In our society, human beings do not treat sick human beings very well.
The first time I read my father’s book, I was in high school. No surprise, my understanding filtered through the haze of adolescence. Now, over fifty years later, I decided to re-read his book, to glimpse my father’s work life in his early forties and revisit society in 60s through a more mature heart and mind.
The study in the early 60s included 161 families encompassing a range of social classes, from very rich to indigent. To examine the role of spouses in illness, the research sample included only married couples. In general, husbands worked and wives stayed home to take care of household and family.
The hospital in the study was associated with a university medical school and therefore was structured for teaching and research on the university side and for clients of private practice physicians on the community side. Though house staff—residents, interns, and medical students—served throughout the hospital, most of the learning took place in the wards rather than in the semi-private and private room settings for paying customers. Ward patients were viewed as “clinical material,” and most did not seek treatment until they were seriously ill because many were unable to pay. Costs for ward patients were therefore higher, and the financial burden higher, too.
Regardless of social class or hospital setting, Duff and Hollingshead found universal evasion, even deception on the part of physicians and families about illnesses leading to death. Patients were isolated in their dying and subject to hopeless, painful, and expensive treatments so house staff could learn and physicians could hold out hope to families. We’re doing everything possible, they’d say, a cure is just around the corner. House staff told researchers about chilling interactions with the families of dying ward patients to gain permission for autopsies to aid instruction. “I’m sure no New York cop ever beat a confession out of anybody as hard as we beat postmortems out of people sometimes,” one resident said.

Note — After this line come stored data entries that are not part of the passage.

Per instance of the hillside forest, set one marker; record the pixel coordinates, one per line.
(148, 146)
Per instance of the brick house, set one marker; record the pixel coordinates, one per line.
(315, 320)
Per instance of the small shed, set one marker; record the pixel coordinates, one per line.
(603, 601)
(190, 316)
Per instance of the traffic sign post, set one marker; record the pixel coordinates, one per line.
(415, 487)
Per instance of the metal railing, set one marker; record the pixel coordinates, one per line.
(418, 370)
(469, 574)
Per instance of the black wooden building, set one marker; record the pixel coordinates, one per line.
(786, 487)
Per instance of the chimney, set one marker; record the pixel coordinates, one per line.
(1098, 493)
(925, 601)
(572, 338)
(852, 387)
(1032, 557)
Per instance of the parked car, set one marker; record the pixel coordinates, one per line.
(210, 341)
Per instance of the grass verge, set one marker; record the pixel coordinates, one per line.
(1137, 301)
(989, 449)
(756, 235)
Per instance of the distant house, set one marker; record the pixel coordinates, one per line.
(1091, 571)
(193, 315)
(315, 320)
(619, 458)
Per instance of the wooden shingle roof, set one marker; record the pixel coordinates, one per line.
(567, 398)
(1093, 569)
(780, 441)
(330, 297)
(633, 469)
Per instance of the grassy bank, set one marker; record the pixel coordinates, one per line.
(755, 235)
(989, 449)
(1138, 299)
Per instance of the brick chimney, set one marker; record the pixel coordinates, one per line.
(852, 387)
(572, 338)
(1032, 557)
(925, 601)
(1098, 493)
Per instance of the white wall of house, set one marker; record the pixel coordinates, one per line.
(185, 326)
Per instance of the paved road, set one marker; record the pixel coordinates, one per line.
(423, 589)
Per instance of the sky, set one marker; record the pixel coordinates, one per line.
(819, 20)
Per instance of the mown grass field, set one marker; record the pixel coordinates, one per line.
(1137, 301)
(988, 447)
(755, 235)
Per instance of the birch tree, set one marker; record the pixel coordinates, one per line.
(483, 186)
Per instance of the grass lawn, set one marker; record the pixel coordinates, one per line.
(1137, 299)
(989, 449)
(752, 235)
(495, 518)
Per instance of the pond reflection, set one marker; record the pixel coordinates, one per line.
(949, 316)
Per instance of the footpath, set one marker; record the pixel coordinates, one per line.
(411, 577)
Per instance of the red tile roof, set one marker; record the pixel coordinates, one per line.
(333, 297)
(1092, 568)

Doctors universally focused on the patient’s physical illness, the disease in the body, not the person. As a result, more than a third of the 161 patients were misdiagnosed because personal factors surrounding the illness were ignored. Family dynamics, life history, employment conditions, emotional concerns, such as fear of death or disability, and mental illness were disregarded. Patients also put their faith in physical examinations and laboratory results and did not communicate with doctors.
In the end-of-the-book summary and afterthoughts, Duff and Hollingshead offered the following suggestions: better health insurance programs, the creation of patient advocates within the hospital, and encouragement for patients to express their feelings to physicians in order to receive better care.
Ah, there’s the rub, I thought while reading. How honest are we? How many of us really face the truth about ourselves and our faults, let alone reveal our true selves to others?
After Sick and Society, my father focused on improving care in the newborn special care unit, today called the Newborn Intensive Care Unit or NICU, and directed a research study on pediatric practice. One of his colleagues shepherded that book into print after my father’s stroke in 1986. I read Assessing Pediatric Practice in my early forties—my father’s age when Sickness and Society was published—and will re-read his second book this year, too.
I think my father’s work made a difference, given the “focus on the person” experiences I have these days with a large university hospital—different from the one in the research study—and regular solicitation of patient feedback. But we are still human beings. Only by admitting the truth and struggles in ourselves will we be able to treat others well, especially the most vulnerable: the very young and the very sick.